In his 1930 essay on the relationship between capital and intellectual labor, Breton turned to Marx's Capital to warn of the marketplace's sick, dependent fetishization of commodities. Products of intellectual labor become commodities only if bourgeois society contrives to make them profitable. Breton himself said it best: "In the capitalist system, it is the same for certain very rare productions of the mind as for the extraction of certain precious materials such as diamonds, which, according to Marx, almost never 'completely pay their value' to those who seek them." Thirty-seven years after Breton's death, the elements and products of his own intellectual labor are on the verge of being hijacked by the manipulators of a monstrous commodity racket built around absurd "art market" values. Breton's epitaph reads "I seek the gold of time," but now this quest is obfuscated by those who reign supreme in the Time of Gold.
Meanwhile, with intentions that are far from clear, some U.S. "fans" of surrealism, along with several academic specialists in distorting Breton's thought, critics openly hostile to the movement, and a gaggle of false poets, have expressed their distaste for the auction via letters and petitions begging the governments of Paris and/or France to acquire the material and to establish an "Andre Breton Museum"!
For our part, we shudder at such a notion, utterly antithetical to all that Breton stood for. We confess that we have no confidence in the goodness of government, and no desire to see Breton's effects degraded in a state-operated shrine protected by armed guards and a state-of-the-art security system.
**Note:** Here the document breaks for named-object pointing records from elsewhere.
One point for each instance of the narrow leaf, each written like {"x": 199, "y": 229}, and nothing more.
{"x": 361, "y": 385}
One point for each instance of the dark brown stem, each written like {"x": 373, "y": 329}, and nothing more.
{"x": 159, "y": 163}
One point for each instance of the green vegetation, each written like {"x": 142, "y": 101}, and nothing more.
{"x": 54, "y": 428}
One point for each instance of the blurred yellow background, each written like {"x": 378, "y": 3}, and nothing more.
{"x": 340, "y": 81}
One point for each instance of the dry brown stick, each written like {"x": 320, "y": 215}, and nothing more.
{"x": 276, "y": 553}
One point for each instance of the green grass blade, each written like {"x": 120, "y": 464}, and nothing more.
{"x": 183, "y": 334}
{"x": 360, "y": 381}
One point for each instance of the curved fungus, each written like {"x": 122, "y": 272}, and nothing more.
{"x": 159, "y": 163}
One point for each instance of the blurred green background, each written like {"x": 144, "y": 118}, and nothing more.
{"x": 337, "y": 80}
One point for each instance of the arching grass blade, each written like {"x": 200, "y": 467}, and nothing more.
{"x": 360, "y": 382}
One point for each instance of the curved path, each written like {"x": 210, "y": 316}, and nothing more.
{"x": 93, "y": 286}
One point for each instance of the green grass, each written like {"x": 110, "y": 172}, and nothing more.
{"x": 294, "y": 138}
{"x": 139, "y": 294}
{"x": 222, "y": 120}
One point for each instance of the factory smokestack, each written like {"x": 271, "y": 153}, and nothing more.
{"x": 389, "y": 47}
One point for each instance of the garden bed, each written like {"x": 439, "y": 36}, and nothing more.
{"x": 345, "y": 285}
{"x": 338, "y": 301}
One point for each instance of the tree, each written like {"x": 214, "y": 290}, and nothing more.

The fact that the signers of the aforementioned petition also include a few individuals whom we respect highlights the sad and hopeless state of today's "lesser-evil" politics. One more effort, comrades! We urge all those who truly oppose the legalized plunder of Breton's remains to rededicate themselves to combating the ugly system of exploitation, domination, ecocide, and war that continues to heap misery upon agonizing misery throughout the world.
"For each hour of labor," Breton concluded in his 1930 essay, "capitalism takes half without paying for it." Until this "crushing debt is paid in full," he argued, there is no reason to worry about the market-value of products of intellectual labor. Instead, he urged that our energies be turned toward helping "those suffering under the present social order to embrace, without reservation, the admirable cause of the proletariat," a cause whose specifics may have changed in the last seven decades but one for which an anti-capitalist goal remains as urgent and alive as ever.
All the auctions in the world would not be enough to obliterate a single drop of intellectual blood!
In the face of everything sniveling, miserable, repressive, boring, obscurantist, corrupt, and greedy, surrealism lives!